Mechanistic studies of LPMOs acting on lignocellulosic substrates
Monday, April 28, 2014
Exhibit/Poster Hall, lower level (Hilton Clearwater Beach)
David Cannella1, Bjorge Westereng2, Henning Jørgensen1, Vincent G. H. Eijsink2 and Claus Felby1, (1)Faculty of Science, University of Copenhagen, Frederiksberg C, Denmark, (2)Department of Chemistry, Biotechnology and Food Science, Norwegian University of Life Sciences, Aas, Norway
The introduction of lytic polysaccharide monooxygenases (LPMOs) for cellulose deconstruction has improved the efficiency of the latest generation of cellulolytic enzyme mixtures. In this study we investigated LPMO-catalyzed cellulose oxidation during degradation of real lignocellulosic substrates rather than model cellulose substrates.

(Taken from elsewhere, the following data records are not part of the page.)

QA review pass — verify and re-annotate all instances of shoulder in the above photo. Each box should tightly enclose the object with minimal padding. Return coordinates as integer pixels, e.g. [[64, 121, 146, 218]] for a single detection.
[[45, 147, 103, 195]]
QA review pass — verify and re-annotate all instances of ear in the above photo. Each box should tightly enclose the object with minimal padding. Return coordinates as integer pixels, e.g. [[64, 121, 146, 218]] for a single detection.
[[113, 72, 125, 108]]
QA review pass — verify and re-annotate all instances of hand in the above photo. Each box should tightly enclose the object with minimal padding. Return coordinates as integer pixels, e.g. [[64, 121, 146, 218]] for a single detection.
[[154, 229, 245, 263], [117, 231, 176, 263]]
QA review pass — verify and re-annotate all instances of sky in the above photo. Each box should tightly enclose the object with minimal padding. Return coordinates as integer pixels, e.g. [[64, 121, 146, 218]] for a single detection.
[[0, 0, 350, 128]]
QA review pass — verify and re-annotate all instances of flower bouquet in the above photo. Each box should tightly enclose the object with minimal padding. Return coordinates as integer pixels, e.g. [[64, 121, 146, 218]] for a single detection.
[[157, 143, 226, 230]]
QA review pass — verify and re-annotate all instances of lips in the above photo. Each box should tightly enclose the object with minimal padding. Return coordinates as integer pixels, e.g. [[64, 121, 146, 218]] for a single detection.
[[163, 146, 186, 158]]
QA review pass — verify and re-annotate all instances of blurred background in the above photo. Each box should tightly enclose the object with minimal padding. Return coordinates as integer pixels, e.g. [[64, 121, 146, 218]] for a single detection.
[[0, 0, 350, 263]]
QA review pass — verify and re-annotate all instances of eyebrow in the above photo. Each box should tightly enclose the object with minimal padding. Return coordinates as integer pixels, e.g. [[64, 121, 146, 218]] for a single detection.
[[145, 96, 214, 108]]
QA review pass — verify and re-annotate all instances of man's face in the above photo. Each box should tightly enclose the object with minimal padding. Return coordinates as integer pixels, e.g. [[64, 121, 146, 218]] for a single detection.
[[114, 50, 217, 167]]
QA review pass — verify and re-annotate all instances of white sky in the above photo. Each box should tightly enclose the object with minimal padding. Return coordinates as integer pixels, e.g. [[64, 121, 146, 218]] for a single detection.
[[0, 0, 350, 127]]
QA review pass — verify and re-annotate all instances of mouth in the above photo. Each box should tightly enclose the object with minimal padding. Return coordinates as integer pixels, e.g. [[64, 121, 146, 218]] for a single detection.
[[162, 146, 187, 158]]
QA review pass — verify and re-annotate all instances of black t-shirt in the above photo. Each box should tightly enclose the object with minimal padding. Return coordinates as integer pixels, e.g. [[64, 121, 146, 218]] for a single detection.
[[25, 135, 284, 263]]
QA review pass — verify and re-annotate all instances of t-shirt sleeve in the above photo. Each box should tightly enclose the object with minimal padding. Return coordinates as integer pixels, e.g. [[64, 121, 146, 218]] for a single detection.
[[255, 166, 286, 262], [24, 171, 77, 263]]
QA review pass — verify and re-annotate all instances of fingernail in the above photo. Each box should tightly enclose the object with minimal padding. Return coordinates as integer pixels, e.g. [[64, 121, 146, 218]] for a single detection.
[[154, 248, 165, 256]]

The catalytic cycle of LPMOs is far from elucidated. It requires two electrons to complete the cycle and these electrons may be provided by either a chemical reductant, such as ascorbate, or an enzyme, such as cellobiose dehydrogenase (CDH). Previous studies of LPMO action on lignocellulosic substrates have indicated that lignin may serve as an electron acceptor/donor in the redox cycle of LPMOs. Here, we have studied the interactions among lignin and LPMOs using a purified GH61-type LPMO, as well as LPMO-containing commercial cellulolytic cocktails. We found that lignin (isolated from wheat straw) was able to boost the oxidation of both lignocellulose and phosphoric acid-swollen-cellulose generating a pool of oxidized oligosaccharides. Oxidized products were generated in amounts similar to those obtained with artificial electron donors such as ascorbate.

The presentation shows for the first time the kinetics of LPMOs acting on lignocellulose while boosted by a specific pool of lignin molecules. Moreover, we show how pre-treatment technology, which the biomass undergoes before enzymatic hydrolysis, affects lignin structure and LPMO boosting potential. A range of different pre-treatments were tested to select the one which structurally modifies the lignin in order to gain a typology that  is optimally suited to transfer electrons to LPMOs.